Den Dramaturgen kannte Wunderwald bereits aus Düsseldorfer Tagen. Die
Freunde schrieben sich regelmäßig, man verreiste in den Ferien gemeinsam
mit den Ehefrauen. Bis der Naturliebhaber Schmidtbonn 1929 Wunderwald
mitteilte, dass er die Befürchtung habe, Wunderwald könnte als „Maler des
hässlichen Berlins“ in Erinnerung bleiben. Der beleidigte Wunderwald
antwortete nicht. Zu diesem Zeitpunkt waren seine Landschaftsbilder, aber
vor allem auch seine für diese Zeit ungewöhnlichen Motive bereits in den
wohlwollenden Fokus von Kunstkennern gerückt. Unter anderem hatte ihn 1927
der einflussreiche Kunstkritiker Paul Westheim in der von ihm
herausgegebenen Zeitschrift „Das Kunstblatt“ gewürdigt.
Die Neue Sachlichkeit wirkte auf manche Menschen kühl. Doch wenn Wunderwald
so konsequent die Berliner Fabriktürme und Gasometer und die typischen
Laubenkolonien mit warmen Farben überzog, sandte er damit eine andere
Botschaft aus: Hingabe. Wunderwald hatte sich mit seiner ganzen
Schaffenskraft Berlin hingegeben und sich nicht den mahnenden Stimmen
ergeben. So schuf er seiner Wahlheimat ein einzigartiges künstlerisches
Denkmal und für die Nachwelt etliche Ansichten des alten Berlins, die es in
dieser Form heute nicht mehr gibt.
## Kitsch und Kommerz
Ab 1933 herrschte auch in der Kunstszene ein neuer Wind. Kitsch und
Kommerz, fragwürdige Ideale, einfach gestrickte Botschaften, die auf die
Leinwand gebannt werden sollten. Kein Platz für einen Gustav Wunderwald,
der einsehen musste, dass die Zeit seiner Berlin-Bilder vorbei war. Dabei
waren sie nie politisch motiviert, nie als Anklage gemeint gewesen.

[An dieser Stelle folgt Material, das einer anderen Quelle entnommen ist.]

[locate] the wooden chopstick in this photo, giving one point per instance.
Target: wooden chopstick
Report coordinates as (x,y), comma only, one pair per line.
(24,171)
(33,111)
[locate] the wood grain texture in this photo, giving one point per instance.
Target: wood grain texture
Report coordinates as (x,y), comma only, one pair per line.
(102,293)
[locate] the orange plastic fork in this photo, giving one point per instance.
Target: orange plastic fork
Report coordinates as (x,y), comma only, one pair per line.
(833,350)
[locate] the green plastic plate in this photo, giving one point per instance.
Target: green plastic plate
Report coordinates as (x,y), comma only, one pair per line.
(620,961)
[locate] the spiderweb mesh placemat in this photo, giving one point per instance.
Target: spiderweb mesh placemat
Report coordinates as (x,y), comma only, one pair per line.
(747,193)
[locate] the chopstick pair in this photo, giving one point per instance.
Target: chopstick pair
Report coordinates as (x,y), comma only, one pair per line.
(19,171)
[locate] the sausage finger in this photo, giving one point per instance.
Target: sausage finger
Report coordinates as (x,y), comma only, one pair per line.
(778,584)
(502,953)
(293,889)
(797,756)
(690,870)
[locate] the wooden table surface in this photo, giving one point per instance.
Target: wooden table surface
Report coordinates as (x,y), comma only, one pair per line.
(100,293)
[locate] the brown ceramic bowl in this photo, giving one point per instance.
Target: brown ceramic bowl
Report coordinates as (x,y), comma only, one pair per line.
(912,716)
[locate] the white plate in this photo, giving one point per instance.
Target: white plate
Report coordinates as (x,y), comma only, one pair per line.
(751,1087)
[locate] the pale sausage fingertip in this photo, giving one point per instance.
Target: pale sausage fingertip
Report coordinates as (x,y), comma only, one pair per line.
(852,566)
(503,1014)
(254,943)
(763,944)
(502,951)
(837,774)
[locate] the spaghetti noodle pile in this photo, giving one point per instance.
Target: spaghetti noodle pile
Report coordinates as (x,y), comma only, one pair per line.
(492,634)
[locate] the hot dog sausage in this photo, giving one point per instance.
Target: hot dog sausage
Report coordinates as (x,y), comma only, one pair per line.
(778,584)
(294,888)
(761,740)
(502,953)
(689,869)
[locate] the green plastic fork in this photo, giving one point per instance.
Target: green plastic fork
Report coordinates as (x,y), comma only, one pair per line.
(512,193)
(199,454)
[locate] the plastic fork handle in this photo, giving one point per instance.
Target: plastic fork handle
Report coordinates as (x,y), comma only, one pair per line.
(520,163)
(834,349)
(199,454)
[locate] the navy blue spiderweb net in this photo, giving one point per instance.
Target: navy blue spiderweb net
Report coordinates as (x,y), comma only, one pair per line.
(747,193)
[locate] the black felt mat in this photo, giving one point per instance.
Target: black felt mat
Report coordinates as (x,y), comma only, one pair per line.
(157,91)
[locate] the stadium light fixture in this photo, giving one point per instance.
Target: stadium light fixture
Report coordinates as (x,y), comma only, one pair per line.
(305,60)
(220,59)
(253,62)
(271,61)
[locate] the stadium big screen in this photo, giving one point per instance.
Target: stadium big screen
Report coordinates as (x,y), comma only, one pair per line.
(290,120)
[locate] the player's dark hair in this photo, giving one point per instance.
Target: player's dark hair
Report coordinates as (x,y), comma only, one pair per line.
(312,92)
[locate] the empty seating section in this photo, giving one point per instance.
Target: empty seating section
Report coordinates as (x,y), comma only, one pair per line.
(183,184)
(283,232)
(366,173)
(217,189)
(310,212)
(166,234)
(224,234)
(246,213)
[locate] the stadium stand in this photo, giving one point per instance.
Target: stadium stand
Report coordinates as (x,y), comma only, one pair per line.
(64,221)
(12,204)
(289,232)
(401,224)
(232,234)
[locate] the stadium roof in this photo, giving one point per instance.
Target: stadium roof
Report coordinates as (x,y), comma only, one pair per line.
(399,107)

Lediglich sein Gemälde „Fabrik in Moabit“ zeigte auf einer Mauer im linken
Bildteil ein Hakenkreuz. Der Schriftzug „Hingabe“, der im rechten Bildteil
auf die Mauer geschmiert wurde, gab nicht den Zustand des Künstlers wieder,
sondern war die Bezeichnung einer rechtsradikalen Gruppe. Dass sein Gönner
Paul Westheim – der ihm 1933 zum letzten Mal im Kunstklub eine Ausstellung
namens „Berlin, wie es ist und wie es keiner sehen will“ widmete – Jude
war, trug auch dazu bei, dass Wunderwald in der Folge vom Kunstbetrieb
ignoriert wurde. Seinen Lebensunterhalt verdiente er sich fortan mit dem
Kolorieren von Filmen, unter anderem für die UFA.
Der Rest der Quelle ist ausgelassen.